Keywords: Adolescent; Sexual Behavior; Sexual and Reproductive Health.
Palabra Clave: Adolescente Comportamiento sexual; Salud Sexual y Reproductiva.
Descritores: Adolescente; Comportamento Sexual; Saúde Sexual e Reprodutiva.

OBJECTIVE: Evaluate the sexual behavior among patients from 10 to 20 years old at an outpatient clinic of a public university hospital.
MATERIALS AND METHODS: A cross-sectional study was carried out through data collection of 1,400 forms of the CLAP-PAHO/WHO Adolescent History, applied at the first outpatient clinic, between 2006 and 2018. Statistical analysis of the data was performed by R Core Team 2018 software.
RESULTS: Of 1,400 patients, 62% were females, and the mean age was 14.9 years, with the median age of menarche/spermarche of 12 years, and 37.2% (521) reported first intercourse with the median of 15 years of age. A condom was used in all sexual relations by 53.5% of adolescents, and hormonal contraception by 47.2%. Boys had first intercourse earlier (median 14 years) than girls (15 years), 96% reported to have heterosexual relations, 4% homosexual or bisexual, and 24 (6.7%) adolescents had children. The need for information on sexuality was reported by 239 (20.2%). Earlier sexual initiation occurred in males, children of adolescent mothers, individual and/or family legal problems, intrafamily violence, personal and/or family psychological disorder and work.
CONCLUSION: The findings were compatible with a similar study in 59 countries, including Brazil. Most had their first sexual relationship in a stable relationship. It is essential to emphasize the importance of health professionals to stimulate dialogue on sexual and reproductive health among adolescents in different settings, mainly parents.

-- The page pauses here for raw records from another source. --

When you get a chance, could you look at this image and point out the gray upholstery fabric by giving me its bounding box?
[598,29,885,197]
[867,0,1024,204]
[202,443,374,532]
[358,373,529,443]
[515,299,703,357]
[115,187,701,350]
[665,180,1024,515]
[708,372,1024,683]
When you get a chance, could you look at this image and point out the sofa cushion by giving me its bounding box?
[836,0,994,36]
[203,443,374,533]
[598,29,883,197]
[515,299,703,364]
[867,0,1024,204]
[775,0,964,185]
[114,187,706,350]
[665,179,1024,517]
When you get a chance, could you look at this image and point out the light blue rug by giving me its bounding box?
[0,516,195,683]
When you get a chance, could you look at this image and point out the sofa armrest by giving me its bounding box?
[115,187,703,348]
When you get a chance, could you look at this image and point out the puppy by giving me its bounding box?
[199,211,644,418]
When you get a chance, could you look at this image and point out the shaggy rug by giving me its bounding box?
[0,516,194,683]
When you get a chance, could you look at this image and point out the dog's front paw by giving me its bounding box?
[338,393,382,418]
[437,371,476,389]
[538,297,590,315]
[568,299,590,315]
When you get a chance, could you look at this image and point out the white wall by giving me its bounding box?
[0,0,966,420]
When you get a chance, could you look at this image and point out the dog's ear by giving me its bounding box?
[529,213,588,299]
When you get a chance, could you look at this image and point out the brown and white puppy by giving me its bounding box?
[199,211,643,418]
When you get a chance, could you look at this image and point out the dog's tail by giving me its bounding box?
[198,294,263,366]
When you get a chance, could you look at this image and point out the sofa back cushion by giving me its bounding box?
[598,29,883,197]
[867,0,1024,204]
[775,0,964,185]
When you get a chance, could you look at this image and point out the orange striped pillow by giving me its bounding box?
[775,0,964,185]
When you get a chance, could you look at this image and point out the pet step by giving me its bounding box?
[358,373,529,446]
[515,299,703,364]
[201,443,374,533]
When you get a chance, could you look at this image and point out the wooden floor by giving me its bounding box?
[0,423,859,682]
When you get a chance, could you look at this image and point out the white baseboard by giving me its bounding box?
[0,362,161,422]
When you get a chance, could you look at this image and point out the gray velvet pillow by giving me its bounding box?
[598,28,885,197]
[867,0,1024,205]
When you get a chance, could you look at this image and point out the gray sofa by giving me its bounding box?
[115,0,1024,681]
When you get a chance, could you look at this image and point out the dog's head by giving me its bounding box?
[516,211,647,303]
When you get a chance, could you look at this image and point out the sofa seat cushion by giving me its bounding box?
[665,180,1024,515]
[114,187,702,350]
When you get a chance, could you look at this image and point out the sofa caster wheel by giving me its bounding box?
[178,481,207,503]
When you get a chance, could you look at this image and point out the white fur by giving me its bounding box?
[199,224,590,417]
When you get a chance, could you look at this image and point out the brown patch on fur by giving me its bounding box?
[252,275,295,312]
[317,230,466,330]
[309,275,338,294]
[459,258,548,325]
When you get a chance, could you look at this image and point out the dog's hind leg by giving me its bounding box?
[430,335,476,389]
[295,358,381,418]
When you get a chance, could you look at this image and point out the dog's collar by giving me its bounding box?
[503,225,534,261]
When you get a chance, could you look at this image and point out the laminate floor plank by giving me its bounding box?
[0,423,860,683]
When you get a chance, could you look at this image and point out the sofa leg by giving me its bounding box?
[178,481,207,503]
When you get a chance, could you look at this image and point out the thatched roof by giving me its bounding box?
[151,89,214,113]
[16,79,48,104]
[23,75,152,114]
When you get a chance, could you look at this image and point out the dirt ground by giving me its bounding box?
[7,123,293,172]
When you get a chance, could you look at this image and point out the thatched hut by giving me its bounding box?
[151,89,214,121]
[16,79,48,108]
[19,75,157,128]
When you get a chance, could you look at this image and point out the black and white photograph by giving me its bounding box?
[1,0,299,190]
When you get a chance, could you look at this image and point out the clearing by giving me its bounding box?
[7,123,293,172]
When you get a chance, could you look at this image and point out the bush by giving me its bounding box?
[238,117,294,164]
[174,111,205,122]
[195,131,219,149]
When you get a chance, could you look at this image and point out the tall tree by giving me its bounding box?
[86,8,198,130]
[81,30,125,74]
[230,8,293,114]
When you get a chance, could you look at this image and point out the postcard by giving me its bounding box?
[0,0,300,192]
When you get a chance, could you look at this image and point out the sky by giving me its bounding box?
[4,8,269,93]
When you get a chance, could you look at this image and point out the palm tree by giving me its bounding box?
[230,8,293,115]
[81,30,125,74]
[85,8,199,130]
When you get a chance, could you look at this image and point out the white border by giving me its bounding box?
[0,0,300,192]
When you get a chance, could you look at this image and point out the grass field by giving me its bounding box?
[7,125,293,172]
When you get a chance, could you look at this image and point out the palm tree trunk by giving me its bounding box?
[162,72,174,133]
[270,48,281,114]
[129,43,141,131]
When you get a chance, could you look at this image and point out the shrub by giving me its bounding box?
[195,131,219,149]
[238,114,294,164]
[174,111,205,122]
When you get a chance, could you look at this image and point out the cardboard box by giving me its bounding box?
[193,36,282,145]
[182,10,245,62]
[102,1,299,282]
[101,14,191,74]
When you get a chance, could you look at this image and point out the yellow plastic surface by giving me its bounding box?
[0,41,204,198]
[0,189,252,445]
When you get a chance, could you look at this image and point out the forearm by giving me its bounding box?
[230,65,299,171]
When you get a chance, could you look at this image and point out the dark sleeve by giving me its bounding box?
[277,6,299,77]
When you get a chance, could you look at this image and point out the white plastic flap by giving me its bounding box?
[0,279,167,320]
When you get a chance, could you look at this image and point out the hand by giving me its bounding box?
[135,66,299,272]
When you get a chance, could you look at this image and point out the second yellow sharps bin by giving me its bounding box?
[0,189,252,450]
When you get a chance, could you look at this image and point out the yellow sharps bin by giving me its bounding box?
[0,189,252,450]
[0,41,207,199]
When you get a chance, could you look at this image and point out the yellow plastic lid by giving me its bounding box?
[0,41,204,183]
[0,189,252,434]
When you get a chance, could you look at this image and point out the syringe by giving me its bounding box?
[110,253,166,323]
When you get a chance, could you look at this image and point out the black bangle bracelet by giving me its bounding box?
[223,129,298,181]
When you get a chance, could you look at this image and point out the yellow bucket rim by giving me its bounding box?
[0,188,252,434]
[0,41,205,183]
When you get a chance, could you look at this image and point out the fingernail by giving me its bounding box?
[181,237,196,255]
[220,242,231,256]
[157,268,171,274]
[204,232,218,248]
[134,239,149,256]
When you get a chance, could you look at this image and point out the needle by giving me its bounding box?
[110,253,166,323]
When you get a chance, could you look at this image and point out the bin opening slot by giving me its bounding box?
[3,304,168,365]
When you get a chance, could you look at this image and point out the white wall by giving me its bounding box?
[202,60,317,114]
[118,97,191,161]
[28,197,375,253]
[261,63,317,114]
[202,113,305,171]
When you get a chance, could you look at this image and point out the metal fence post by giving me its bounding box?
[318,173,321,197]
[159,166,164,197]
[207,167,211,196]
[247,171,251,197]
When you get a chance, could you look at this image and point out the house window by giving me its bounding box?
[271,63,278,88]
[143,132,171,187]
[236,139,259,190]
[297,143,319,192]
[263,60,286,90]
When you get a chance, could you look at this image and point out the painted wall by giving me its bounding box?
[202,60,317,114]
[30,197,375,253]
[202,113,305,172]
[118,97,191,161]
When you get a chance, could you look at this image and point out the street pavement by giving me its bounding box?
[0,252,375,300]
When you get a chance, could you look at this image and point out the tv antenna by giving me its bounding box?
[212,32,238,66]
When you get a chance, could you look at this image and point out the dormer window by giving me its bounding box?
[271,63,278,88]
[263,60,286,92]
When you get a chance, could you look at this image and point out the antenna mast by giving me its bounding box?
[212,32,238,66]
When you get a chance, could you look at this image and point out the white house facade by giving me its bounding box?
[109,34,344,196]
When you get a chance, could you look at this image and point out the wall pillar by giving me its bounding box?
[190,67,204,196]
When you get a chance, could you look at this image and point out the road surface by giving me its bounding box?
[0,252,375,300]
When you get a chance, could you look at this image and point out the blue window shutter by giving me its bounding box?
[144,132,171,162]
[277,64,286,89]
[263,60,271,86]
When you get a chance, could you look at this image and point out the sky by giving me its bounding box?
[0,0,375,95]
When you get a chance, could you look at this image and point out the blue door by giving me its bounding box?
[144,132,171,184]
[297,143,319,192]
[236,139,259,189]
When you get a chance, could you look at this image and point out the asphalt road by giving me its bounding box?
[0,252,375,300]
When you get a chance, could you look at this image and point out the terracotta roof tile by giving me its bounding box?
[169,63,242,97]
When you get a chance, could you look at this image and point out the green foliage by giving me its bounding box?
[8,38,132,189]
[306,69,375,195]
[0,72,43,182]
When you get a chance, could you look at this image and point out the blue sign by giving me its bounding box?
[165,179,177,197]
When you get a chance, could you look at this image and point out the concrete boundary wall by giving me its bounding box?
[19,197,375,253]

OBJETIVO: evaluar el comportamiento sexual de pacientes de 10 a 20 años que fueron tratados en la clínica ambulatoria de un hospital universitario público.
MATERIALES Y MÉTODOS: estudio transversal mediante la recopilación de datos de 1400 formularios de historia adolescente de CLAP-OPS/OMS, aplicados en la primera consulta ambulatoria entre 2006 y 2018. El análisis estadístico de los datos fue realizado por el software R Core Team 2018.
RESULTADOS: De los 1.400 pacientes, el 62% eran mujeres, con una edad media de 14,9 años, con una edad media de menarquia/espermarquia de 12 años, y el 37,2% (521) se referían a una sexarquia de 15 años de edad. El uso del condón en todas las relaciones sexuales fue reportado por el 53.5% de los adolescentes y la anticoncepción hormonal en el 47.2%. Los adolescentes tenían una sexarca anterior (mediana de 14 años) que las niñas (15 años), el 96% informó tener relaciones heterosexuales, el 4% fue homosexual o bisexual y 24 (6,7%) adolescentes tuvieron hijos. La necesidad de información sobre sexualidad fue reportada por 239 (20.2%). La iniciación sexual anterior se produjo en varones, hijos de madres adolescentes, problemas judiciales personales y / o familiares, violencia intrafamiliar, trastorno psicológico personal y/o familiar y laboral.
CONCLUSIÓN: Los resultados fueron consistentes con un estudio similar en 59 países, incluido Brasil. La mayoría tuvo su primera relación sexual dentro de una relación estable. Se enfatiza la importancia de los profesionales de la salud para estimular el diálogo sobre la salud sexual y reproductiva de los adolescentes en diferentes áreas, especialmente con los padres o tutores.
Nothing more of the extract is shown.